Vanguardidae (false ankylosaurs) Vanguards resemble ankylosaurs but are actually close relatives of the viries and like them are descendants of Thescelosaurus. Outward resemblance to their hypsilophodontian ancestors is limited to the vanguard's head as their bodies are large, supported by four pillar-like legs and covered with armor. Most vanguards have backs covered with spines as in nodosaurs but the Dita (Vangaurda) has armor consisting mostly of plates and has a spiny club at the end of its tail like an ankylosaurid. Vanguards inhabit the deserts and deciduous forests of North America and Asia. The Taranter (Herbasaurus armatus) of Mongolia, while described by Dixon as a surviving ankylosauid is more likely a vanguard. Characters in favor of a vanguard identity are the elongated neck and small spiny tail club. It differs from the American vanguards in having armor that has become more important for conserving moisture than for defense though the sides are still covered with spikes.
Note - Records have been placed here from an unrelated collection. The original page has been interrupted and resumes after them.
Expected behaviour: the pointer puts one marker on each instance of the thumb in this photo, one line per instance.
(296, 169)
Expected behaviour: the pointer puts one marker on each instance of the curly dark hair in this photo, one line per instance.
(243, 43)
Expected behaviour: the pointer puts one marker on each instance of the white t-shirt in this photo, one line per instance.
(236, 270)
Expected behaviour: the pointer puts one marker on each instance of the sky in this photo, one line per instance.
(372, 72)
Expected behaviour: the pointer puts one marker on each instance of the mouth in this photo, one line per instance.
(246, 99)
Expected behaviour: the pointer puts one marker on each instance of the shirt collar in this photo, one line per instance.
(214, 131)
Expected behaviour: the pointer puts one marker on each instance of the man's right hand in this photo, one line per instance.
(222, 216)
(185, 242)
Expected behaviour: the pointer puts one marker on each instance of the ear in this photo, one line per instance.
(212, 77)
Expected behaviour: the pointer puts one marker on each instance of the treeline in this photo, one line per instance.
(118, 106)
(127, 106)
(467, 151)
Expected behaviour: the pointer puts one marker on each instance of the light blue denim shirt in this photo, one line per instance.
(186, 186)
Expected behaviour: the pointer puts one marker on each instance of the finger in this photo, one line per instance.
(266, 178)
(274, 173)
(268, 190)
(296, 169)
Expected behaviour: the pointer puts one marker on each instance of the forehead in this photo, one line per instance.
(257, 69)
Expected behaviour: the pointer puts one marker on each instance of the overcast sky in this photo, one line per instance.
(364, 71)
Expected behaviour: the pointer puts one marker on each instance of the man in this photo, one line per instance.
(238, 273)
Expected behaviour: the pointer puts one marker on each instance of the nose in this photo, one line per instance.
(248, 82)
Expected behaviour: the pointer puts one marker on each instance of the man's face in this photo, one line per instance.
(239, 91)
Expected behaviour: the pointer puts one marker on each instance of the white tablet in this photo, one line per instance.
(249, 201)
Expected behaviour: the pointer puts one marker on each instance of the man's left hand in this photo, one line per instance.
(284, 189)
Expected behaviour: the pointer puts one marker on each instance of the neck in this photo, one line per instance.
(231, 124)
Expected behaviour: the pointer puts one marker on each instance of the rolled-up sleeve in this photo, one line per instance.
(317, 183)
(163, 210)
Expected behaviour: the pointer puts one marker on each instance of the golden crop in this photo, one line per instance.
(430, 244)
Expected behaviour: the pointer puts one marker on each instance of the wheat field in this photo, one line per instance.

Laticanidae (duckgongs) Laticanids or duckgongs are peculiarly specialized hypsilophodonts adapted for living in water much like manatees and are found in North America, Africa, and Asia. Some Spec scientists ally them to Thescelosaurus but others believe they are specialized antarctornithopods. Dixon believed they were paraphyletic with the American forms being related to viries and the Asian to neodryosaurs.
The Watergulp (Fluvisaurus hauristus) of the Amazon River is clearly a member of this family and is very similar to the Florida duckgong Laticanatis floridensis, differing only in having a longer and deeper tail. The Glub (Lutasaurus anacrusus) of the mangrove swamps of India is also a clear member of this family but this species is much more derived in having lost its hind legs and developed a thumb-spike for digging up water plants.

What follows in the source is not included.